According to GFI, "Every dollar that leaves one country must end up in another. Very often, this means that illicit financial outflows from developing countries ultimately end up in banks in developed countries like the United States and the United Kingdom, as well as in tax havens like Switzerland, British Virgin Islands, or Singapore. This does not happen by accident. Many countries and their institutions actively facilitate and reap enormous profits from the theft of massive amounts of money from developing countries.

In one of its reports, Transparency International stated, "It is well-known that the global rich are buying up large parts of London. But who they are and where their money comes from is too often a well-kept secret. They use secret offshore companies to buy the properties and don't disclose their identities. These secret companies (or shell companies) are a common way of moving corrupt money around the world.
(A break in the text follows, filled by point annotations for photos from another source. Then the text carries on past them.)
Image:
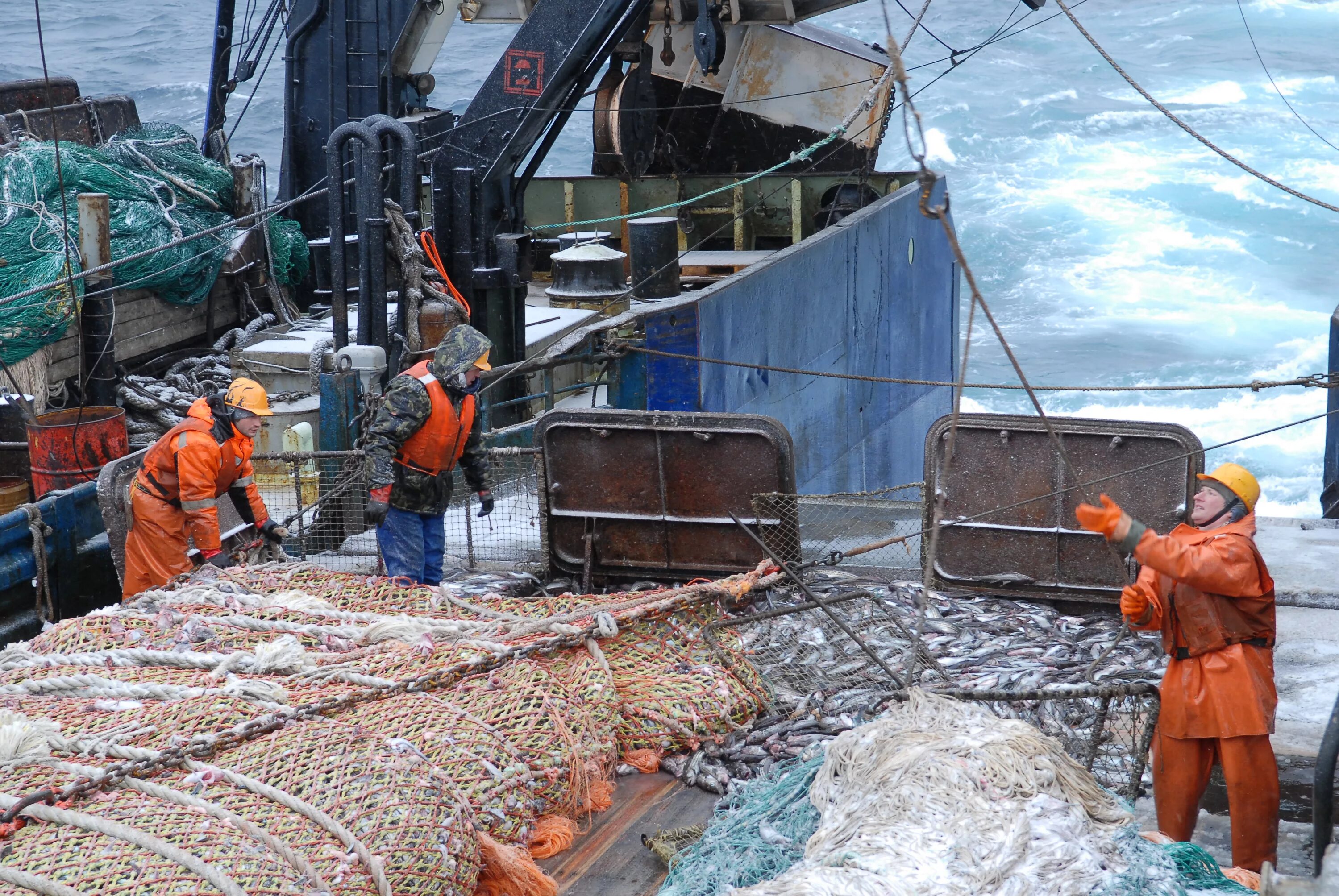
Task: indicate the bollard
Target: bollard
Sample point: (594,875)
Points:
(654,245)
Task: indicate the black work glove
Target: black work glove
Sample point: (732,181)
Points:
(274,531)
(221,560)
(378,506)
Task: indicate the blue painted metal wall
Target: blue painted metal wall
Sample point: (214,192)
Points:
(873,295)
(78,560)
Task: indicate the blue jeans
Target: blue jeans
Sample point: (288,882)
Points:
(413,546)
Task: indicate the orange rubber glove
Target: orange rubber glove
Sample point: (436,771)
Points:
(1135,603)
(1108,519)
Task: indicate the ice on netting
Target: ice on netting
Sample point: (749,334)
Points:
(934,797)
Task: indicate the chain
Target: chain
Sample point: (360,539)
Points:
(667,54)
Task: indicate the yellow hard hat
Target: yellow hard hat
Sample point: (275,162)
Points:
(248,395)
(1239,480)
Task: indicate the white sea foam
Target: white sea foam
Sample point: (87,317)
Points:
(1218,94)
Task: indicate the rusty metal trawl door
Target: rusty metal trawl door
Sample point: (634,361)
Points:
(1038,548)
(635,494)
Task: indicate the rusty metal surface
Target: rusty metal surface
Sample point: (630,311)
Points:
(655,489)
(59,461)
(1038,548)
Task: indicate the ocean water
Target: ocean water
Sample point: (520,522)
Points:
(1113,248)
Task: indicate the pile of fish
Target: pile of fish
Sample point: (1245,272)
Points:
(824,682)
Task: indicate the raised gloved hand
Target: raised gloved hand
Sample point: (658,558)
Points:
(378,506)
(274,531)
(1135,602)
(1110,520)
(219,559)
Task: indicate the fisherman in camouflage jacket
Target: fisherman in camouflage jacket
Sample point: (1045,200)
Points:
(425,426)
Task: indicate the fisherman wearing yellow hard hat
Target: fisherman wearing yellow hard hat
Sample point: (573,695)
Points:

They can hide money that corrupt politicians divert from investments in schools and hospitals and they can hide the proceeds of other crimes".

The menace of IFF, therefore, cannot be checked and brought under control until there is an international legal instrument for mandatory compliance by nations. It is about time the UN considered adopting a mechanism for mandatory compliance by all member states. IFF to banks in member countries should be thoroughly investigated and confiscated and returned to its country of origin or the claimant country if the beneficiary fails to prove that it was legally earned. This is the only hope for developing countries to minimise the flight of their precious foreign reserve but the question is will the powerful beneficiary countries of the IFF i.e. the west be willing to bell the cat?

In the meantime, it makes more sense for a country like Bangladesh to take measures to stop the illicit finance from flowing out of the country by taking to task the people behind the Shaheds and Sabrinas.